Finding a way to be thankful even for the difficult times will make your journey less stressful and more rewarding as you begin to recognize the positive aspects of every action you choose to take.

Gratitude for my life is the thing that gets me out of bed in the morning, the realization that I have been given another day. There will be challenges and I will overcome them. I can do this, I am doing this and will keep on doing it for as long as possible. Life isn’t meant to be easy, but I hope it can be interesting and rewarding. At the end of everyday I need to be able to look back and say I did my best.
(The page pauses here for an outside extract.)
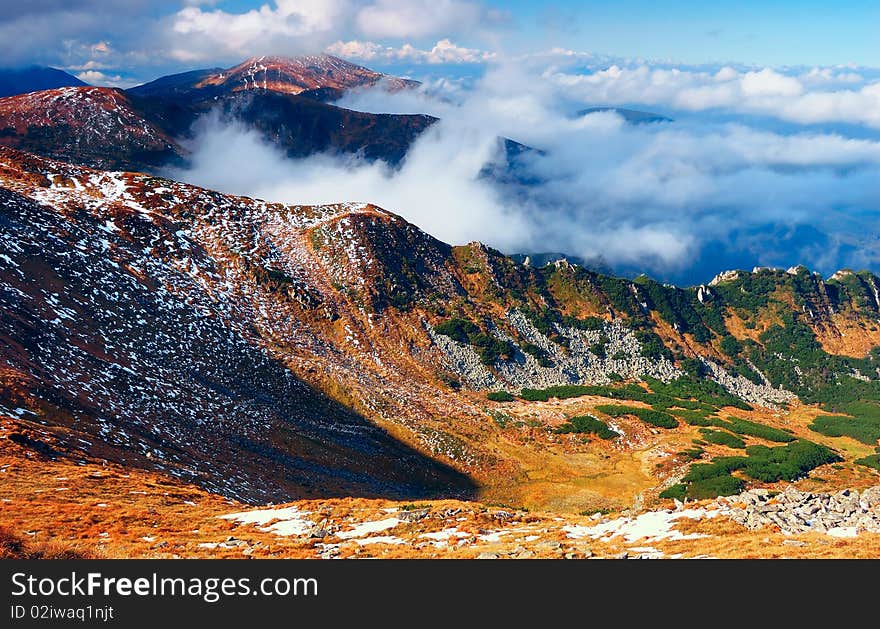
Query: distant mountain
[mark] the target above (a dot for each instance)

To be able to say that I did my best I need to actually do something. However doing something can look different based on how I and my husband are feeling on a particular day. It may mean I am very busy with chores or I may choose self-care in the form of light duties. Whatever it is, it must always be done with positive intention. I am thankful that most of the time I have the opportunity to decide whether to face my day with a smile or a frown. It is always about the mindset I choose to have and I want it to be positive and productive.

Being a CarePartner is a difficult job as I watch my husband’s struggles and wish I could do more to help. I am thankful that he is willing to share his journey with me and will accept my help, I hope we have many more years together. I am thankful for our home even though it means more work for me as I try to keep up with the daily chores. I am thankful for the many friends I have who are facing similar struggles and for their understanding as we all keep on each and every day. I am thankful for family who love us and support us as they can. I am especially thankful for the fact that the last words I hear before I fall asleep at night are “I love you”. That is my true reward.
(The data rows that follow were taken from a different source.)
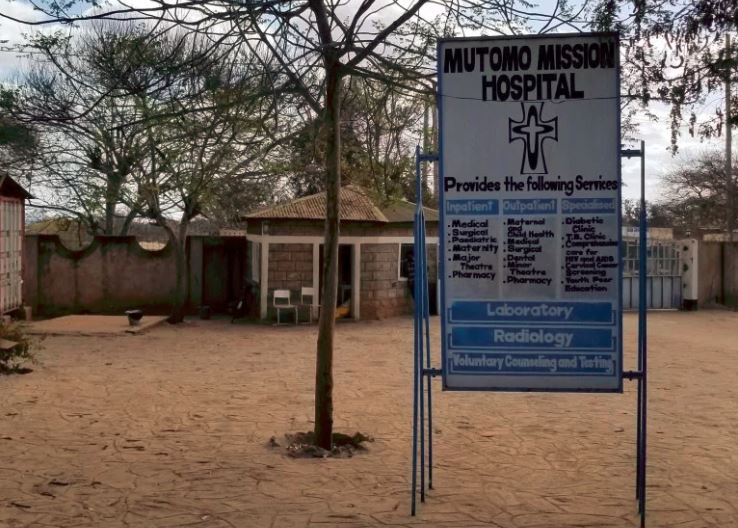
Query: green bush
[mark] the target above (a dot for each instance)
(12, 360)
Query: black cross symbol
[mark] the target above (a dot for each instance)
(532, 130)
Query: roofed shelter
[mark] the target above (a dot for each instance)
(374, 241)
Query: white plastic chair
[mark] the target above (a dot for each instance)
(309, 292)
(281, 301)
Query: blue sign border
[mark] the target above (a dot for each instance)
(442, 218)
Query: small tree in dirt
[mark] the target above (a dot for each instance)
(698, 192)
(12, 358)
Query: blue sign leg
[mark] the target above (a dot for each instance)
(642, 318)
(426, 316)
(416, 376)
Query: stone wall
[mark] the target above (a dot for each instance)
(718, 273)
(290, 267)
(114, 273)
(383, 293)
(110, 275)
(317, 228)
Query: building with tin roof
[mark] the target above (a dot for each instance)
(376, 241)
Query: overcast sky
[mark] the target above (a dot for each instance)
(656, 134)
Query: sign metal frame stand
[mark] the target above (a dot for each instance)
(424, 372)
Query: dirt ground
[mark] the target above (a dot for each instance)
(171, 428)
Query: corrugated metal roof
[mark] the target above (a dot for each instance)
(404, 211)
(10, 187)
(355, 205)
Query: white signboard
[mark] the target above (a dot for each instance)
(530, 213)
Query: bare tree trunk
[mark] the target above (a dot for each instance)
(127, 222)
(180, 264)
(324, 361)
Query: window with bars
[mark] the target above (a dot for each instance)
(663, 258)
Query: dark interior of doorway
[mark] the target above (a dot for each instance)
(344, 273)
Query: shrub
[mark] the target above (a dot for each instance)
(11, 360)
Our Parkinson’s Support Network is full of wonderful and interesting people which reminds me that PD is a non-discriminatory disease. It hits everyone and anyone it chooses.

I was at our monthly CarePartner get-together this past week when our conversation turned away from Parkinson’s and to a more controversial topic. It was an interesting discussion because even though our group is relatively small, we had 8 at the table, different viewpoints were represented. The thing I was most reminded of was that this disease can hit anyone at any time. It is thought of as a disease of the elderly, but that is not true. It strikes men more than women, but it appears that statistic is changing. It is now reported that approximately 40% of those diagnosed are women, 20% are under the age of 50.

There are over 10 million people worldwide diagnosed with this disease. PD crosses all races, genders, ethnicities, socio-economic groups, religions and political affiliations. When I add in family members who serve as CarePartners, it would be ridiculous to assume that we all share the same ideologies. Which is why I shouldn’t be surprised to learn that even in our small group there are disagreements about politics and social issues, yet we all stand together to support one another in this battle.

Our backgrounds have been very different but our paths have crossed now thanks to someone we love being diagnosed with Parkinson’s Disease. I don’t know why we are here, but you should know that even though I may not vote for the same politician or share your personal beliefs, just as you may not like some of the things I say or do, I will always be here to support you in whatever way I can in your personal journey as a CarePartner.

The statistics I mention come from an article I found on the PD Avengers website. It can be found here Not your Grandfather’s Parkinson’s Disease by Rebecca Miller – VISIBLE Magazine.